②Google mapは教へてくれぬ私のではなく人類の現在地 香川ヒサ グーグルマップで自分の現在位置を調べている。上句下句の切れ目なので、「私の」で口調も意識もいったん切れる。その後の句跨りで言ったことをひっくり返す。お見事。そして読後、確かに、と内容の深さに納得。
③伏線を回収せずにとぢてゆく生ばかりなり霜月、師走 栗原寛 小説や映画なら伏線は必ず回収される。されないとその作品は完成度が低いと感じてしまう。そして人は、人生もそのように感じようとしてしまうのだ。人生に点々と起こる出来事はただの出来事で物語の伏線ではない。
無理に線でつないで物語にしようとすると必ず歪みが生じる。人生の途中にある伏線に見える出来事は、点のまま回収されない。出来事は出来事で放置したまま、人の人生は閉じてゆくのだ。それでいい。冬はそれを強く感じる季節。
④ユキノ進「『水中翼船炎上中』という冥界巡り(前編)」〈(この歌集が)大きな欠落を抱えた青春不在の歌集であることを明らかにするためであり、個人的な追想による半生記としてはあまりにいびつで不自然であることを示すためだ。〉〈とても不自然でグロテスクな影を帯びている。これは自身の半生を振り返った歌集ではない。〉
いやー面白い、この論。久しぶりに短歌評論読んでドキドキしたわ。ページを繰る手が止まらない。ユキノの指摘する欠落は確かに気づかなかった。穂村弘自身が歌集に挿入したメモをよく見れば分かるのかも知れないが。そこを指摘してこそ評論だと思う。
私の思うことは二つ。ユキノは穂村が周到に用意した、歌集の見取り図を看破したのかも知れない。が、それだけでは推理小説を読んで作者とトリックについて競っているのに近い。歌集ならではの、作者が意図していない何かをユキノは見つけただろうか?また、一首一首の持つ感動はどうか?後編に期待。
⑤松村由利子「ジャーナリスト与謝野晶子」〈(晶子は)幼い子であっても「一個の自存独立する人格者」として尊重する姿勢を見せた。晶子のこの考えは当時、非常に新しかった。〉今も子供の権利は完全に尊重されてはいない。子供の意志・権利より大人の事情が優先されたりする。

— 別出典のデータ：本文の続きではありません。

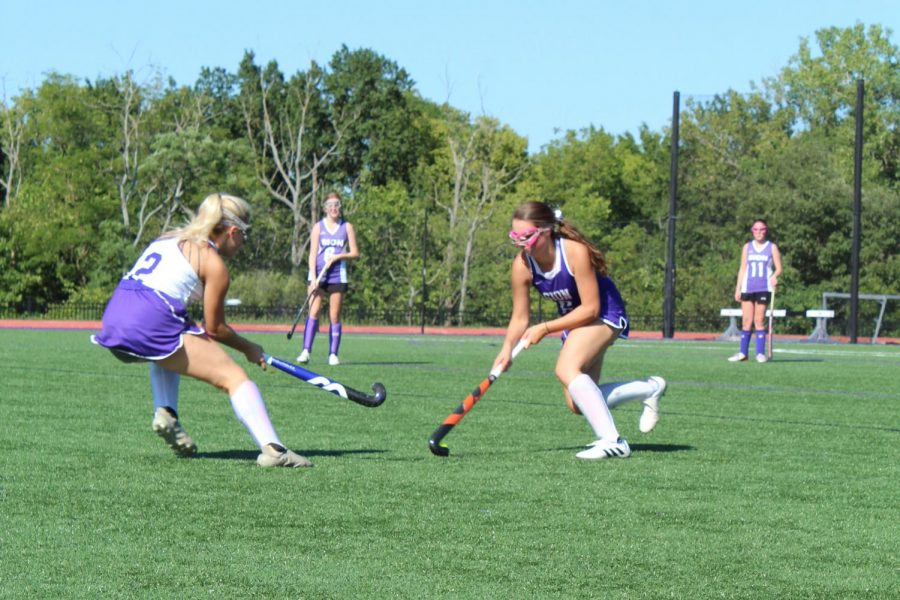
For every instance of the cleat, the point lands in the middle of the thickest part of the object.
(605, 449)
(273, 455)
(166, 426)
(650, 416)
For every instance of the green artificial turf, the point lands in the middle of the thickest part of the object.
(761, 481)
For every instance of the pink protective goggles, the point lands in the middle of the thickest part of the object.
(527, 238)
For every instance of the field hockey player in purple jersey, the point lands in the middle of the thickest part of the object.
(565, 267)
(332, 243)
(756, 282)
(146, 320)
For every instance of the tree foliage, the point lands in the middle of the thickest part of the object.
(92, 171)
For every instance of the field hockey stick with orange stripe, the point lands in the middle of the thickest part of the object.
(771, 327)
(435, 443)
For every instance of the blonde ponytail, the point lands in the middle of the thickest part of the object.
(216, 212)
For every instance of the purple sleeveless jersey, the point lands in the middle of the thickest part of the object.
(559, 285)
(759, 268)
(329, 243)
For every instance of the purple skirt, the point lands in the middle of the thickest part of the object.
(144, 323)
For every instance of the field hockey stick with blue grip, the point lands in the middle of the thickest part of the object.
(330, 385)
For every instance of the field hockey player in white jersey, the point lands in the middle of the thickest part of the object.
(756, 282)
(332, 243)
(146, 320)
(558, 261)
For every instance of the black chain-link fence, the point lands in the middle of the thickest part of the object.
(793, 323)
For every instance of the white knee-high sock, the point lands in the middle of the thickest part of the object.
(250, 409)
(590, 402)
(624, 391)
(164, 384)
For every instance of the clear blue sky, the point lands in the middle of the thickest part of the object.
(536, 66)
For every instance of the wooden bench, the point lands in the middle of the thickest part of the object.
(820, 333)
(733, 332)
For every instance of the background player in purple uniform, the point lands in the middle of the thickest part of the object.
(146, 320)
(567, 268)
(757, 278)
(332, 243)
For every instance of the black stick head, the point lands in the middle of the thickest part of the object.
(380, 392)
(438, 448)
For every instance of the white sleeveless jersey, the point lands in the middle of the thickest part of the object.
(164, 268)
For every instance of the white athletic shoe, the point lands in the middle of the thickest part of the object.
(279, 456)
(168, 428)
(605, 449)
(650, 416)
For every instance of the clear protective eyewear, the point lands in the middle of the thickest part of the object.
(527, 238)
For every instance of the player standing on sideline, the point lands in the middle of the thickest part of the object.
(146, 320)
(568, 269)
(331, 244)
(757, 278)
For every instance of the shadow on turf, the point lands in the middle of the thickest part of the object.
(381, 363)
(781, 360)
(252, 454)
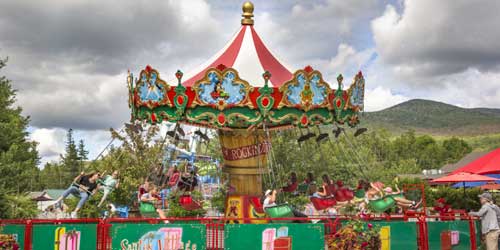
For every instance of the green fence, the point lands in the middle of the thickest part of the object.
(158, 236)
(64, 236)
(459, 230)
(17, 230)
(263, 236)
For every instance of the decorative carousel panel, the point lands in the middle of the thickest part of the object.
(356, 93)
(221, 87)
(150, 90)
(157, 115)
(285, 116)
(306, 90)
(238, 117)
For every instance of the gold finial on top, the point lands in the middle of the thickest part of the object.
(247, 13)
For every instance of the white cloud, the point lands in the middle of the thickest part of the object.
(432, 38)
(380, 98)
(51, 143)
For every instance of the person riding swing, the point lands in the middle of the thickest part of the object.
(83, 186)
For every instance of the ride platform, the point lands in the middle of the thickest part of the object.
(396, 232)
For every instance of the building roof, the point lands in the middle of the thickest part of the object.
(55, 193)
(448, 168)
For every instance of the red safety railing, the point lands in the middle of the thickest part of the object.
(215, 226)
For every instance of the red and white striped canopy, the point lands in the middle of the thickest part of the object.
(249, 56)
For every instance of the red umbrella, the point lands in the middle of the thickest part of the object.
(463, 177)
(487, 164)
(490, 186)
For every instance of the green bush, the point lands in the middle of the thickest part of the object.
(17, 207)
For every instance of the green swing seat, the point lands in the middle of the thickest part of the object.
(400, 195)
(279, 211)
(360, 193)
(148, 210)
(383, 204)
(302, 188)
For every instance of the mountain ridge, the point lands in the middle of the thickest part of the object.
(432, 117)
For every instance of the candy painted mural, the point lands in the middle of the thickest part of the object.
(159, 237)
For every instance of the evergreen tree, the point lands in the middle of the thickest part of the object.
(18, 156)
(70, 159)
(82, 154)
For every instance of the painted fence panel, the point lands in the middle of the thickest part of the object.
(397, 234)
(274, 236)
(15, 232)
(66, 236)
(452, 234)
(139, 236)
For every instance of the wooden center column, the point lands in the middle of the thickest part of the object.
(245, 159)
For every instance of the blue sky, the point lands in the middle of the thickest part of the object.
(68, 59)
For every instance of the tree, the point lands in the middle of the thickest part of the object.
(18, 155)
(70, 159)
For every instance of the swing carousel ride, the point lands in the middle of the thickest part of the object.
(243, 93)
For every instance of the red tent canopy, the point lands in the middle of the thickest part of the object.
(463, 177)
(487, 164)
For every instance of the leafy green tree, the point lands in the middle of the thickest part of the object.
(70, 159)
(18, 156)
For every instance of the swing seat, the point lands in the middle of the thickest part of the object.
(322, 204)
(400, 195)
(148, 210)
(186, 202)
(302, 188)
(173, 180)
(291, 188)
(383, 204)
(360, 193)
(279, 211)
(255, 201)
(344, 194)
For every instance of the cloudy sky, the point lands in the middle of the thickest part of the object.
(68, 59)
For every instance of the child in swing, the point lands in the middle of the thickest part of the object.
(291, 184)
(108, 184)
(83, 186)
(153, 198)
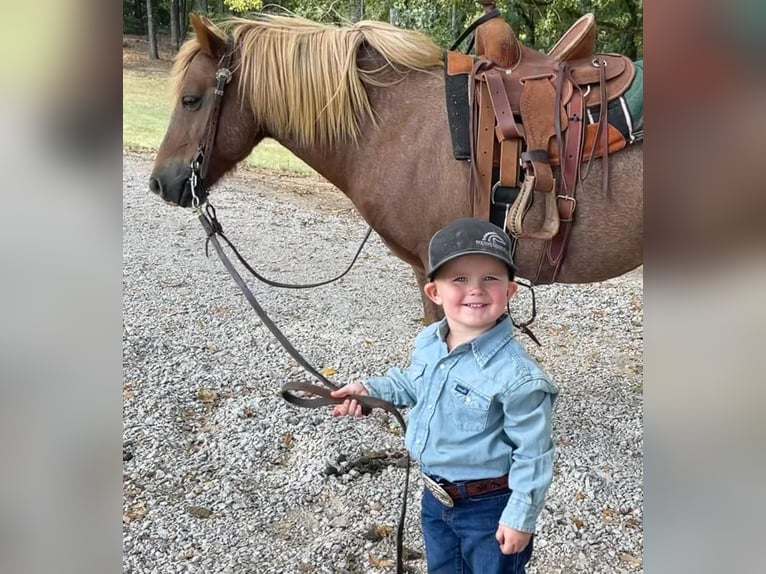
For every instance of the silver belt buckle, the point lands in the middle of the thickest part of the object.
(439, 493)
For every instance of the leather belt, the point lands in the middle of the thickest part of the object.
(448, 492)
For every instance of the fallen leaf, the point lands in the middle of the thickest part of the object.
(135, 512)
(206, 395)
(199, 511)
(380, 562)
(630, 559)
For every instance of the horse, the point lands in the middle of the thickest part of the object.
(364, 106)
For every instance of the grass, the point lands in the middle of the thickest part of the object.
(146, 113)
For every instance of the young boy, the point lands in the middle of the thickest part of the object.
(480, 425)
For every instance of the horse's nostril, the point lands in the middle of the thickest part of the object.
(155, 185)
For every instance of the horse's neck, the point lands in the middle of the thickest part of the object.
(410, 131)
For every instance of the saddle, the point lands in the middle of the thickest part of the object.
(529, 113)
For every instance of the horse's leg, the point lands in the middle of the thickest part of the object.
(431, 311)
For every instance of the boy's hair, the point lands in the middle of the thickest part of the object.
(466, 236)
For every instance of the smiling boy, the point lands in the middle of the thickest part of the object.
(480, 423)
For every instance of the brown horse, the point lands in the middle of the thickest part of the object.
(364, 105)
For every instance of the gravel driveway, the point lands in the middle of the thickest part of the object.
(220, 475)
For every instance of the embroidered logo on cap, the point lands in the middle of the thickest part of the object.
(492, 239)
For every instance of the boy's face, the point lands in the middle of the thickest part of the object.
(473, 290)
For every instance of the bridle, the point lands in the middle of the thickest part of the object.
(319, 396)
(201, 160)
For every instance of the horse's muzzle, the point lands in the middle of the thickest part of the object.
(176, 188)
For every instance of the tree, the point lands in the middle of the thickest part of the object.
(175, 24)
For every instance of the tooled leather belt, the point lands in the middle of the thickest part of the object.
(449, 492)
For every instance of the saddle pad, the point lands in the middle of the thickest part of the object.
(456, 78)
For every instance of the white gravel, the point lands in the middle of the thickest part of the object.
(222, 476)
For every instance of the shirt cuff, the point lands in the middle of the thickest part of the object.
(520, 513)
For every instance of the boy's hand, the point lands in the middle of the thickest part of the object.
(511, 541)
(350, 406)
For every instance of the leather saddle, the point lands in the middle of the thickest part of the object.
(530, 112)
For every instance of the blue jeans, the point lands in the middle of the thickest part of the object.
(461, 539)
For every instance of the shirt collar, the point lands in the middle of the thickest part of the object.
(486, 345)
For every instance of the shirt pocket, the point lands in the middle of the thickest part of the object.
(470, 407)
(416, 370)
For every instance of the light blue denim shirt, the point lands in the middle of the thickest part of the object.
(481, 410)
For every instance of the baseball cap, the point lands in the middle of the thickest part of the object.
(465, 236)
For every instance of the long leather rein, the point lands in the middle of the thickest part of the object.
(308, 395)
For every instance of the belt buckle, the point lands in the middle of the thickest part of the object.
(438, 491)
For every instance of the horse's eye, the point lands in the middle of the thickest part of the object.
(191, 102)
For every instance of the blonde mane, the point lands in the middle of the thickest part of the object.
(301, 78)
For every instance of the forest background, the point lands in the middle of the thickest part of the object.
(537, 23)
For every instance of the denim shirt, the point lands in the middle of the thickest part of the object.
(479, 411)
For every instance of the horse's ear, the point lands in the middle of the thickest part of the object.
(209, 41)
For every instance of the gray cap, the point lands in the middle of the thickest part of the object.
(467, 236)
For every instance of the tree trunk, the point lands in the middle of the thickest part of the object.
(358, 11)
(151, 31)
(138, 12)
(175, 25)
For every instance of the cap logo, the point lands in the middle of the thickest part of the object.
(493, 240)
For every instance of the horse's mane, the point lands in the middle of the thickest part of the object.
(301, 78)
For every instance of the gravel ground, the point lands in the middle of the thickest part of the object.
(220, 475)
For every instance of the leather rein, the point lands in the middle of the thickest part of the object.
(309, 395)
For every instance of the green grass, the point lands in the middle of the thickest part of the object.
(146, 113)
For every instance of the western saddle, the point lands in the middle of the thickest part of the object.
(528, 114)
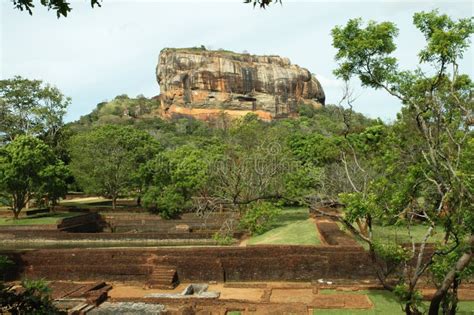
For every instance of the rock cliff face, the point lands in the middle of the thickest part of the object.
(205, 83)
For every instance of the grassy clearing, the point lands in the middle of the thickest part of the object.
(384, 303)
(399, 234)
(50, 218)
(293, 227)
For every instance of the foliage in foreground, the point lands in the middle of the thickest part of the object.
(32, 298)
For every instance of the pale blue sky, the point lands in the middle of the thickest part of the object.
(96, 54)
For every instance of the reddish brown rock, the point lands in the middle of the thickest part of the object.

〈彼女にはまだそこに存在しないものを見る力があった。すべての人が働く社会、労働を分かち合うシステムを夢見たように、晶子は子どもたちを楽しませ心を豊かにする読み物があるはずだと考えていた。〉今よりずっと女性や子供の権利が保障されていなかった時代に晶子が考えていた事。心に染みる論。